At this point, no one knows. The reduced number of unrestricted free agents and the “Final Eight Plan” will necessarily shrinks the pool of available players and suitors. But there could be a more robust market for restricted free agents after the pursuit of unrestricted free agents dies down.
Regardless of the amount of movement, the union has vowed to monitor team spending. Eventually, the union could launch a P.R. attack against the league for not spending enough — or specific players may speak out regarding their own teams’ decision not to attempt to improve by acquiring free agents.
For now, the prevailing view is that teams will spend less, if for no reason other than to further pad the league’s 2011 lockout fund — regardless of whether the league plans to lock the players out or whether it’s all an elaborate bluff.
Q. Can players under contract get more money?
Yes, but with limitations. The so-called “30 percent rule” applies to any renegotiation, which will complicate the ability of teams to give significant raises to players already under contract.

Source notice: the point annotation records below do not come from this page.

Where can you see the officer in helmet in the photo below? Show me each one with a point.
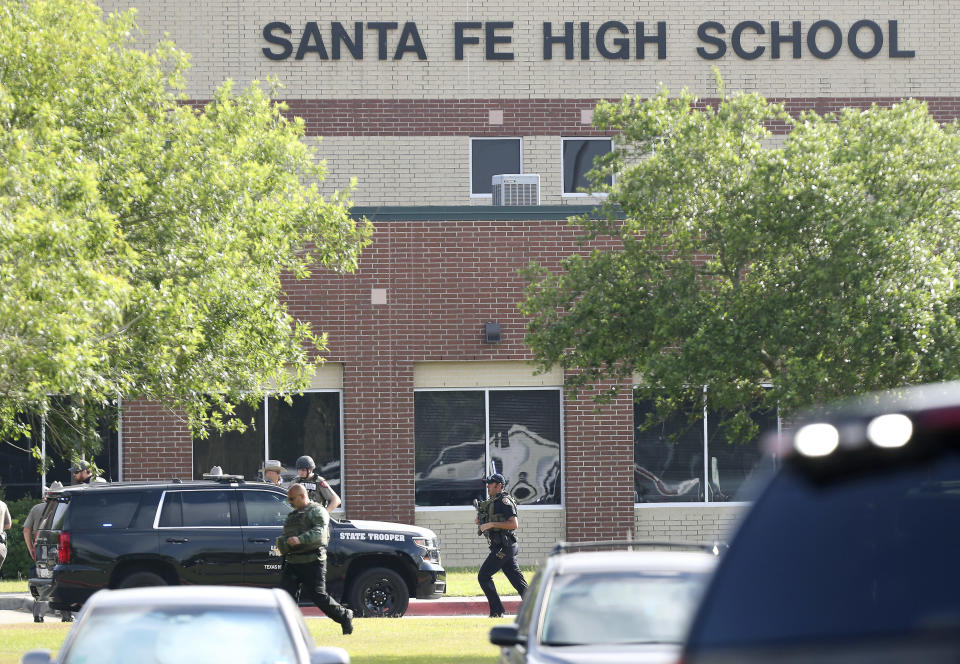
(317, 488)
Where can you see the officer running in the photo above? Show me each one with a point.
(500, 525)
(273, 472)
(317, 487)
(81, 472)
(303, 544)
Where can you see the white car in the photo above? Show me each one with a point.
(190, 624)
(606, 606)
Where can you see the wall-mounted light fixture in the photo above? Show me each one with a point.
(491, 331)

Those nuances might be lost on veteran players who believe that the money should flow freely in an uncapped year, especially if they signed their contracts with the expectation that their 2010 compensation would take into account the existence of a salary cap.
Q. Will more trades occur?
Probably. In a capped year, trading a contract triggers cap consequences. In an uncapped year, the cap no longer will be an issue.
Thus, player trades could happen with greater frequency than in past years. Player-for-player trades specifically could increase.
Q. Once the uncapped year begins, is there any chance a deal will be struck during the 2010 season?
It’s highly unlikely that any agreement will be reached before the end of the 2010 season. Once salary commitments are made based on the absence of a salary cap and a salary floor, teams will have no desire to adopt new cap rules during a league year that already has begun.
Of course, an agreement can be reached in 2010 that would make new rules applicable as of 2011. But with teams and players focused on the football season once the football season starts, it makes more sense to defer any final deal until the period of time after Super Bowl XLV has been played and before the CBA expires in March.
So while an agreement won’t come until 2011, the lack of one looms large over the 2010 season. While the question of whether that’s a good thing or a bad thing will depend largely on perspective (and on the outcome of the coming season), things will be different this year.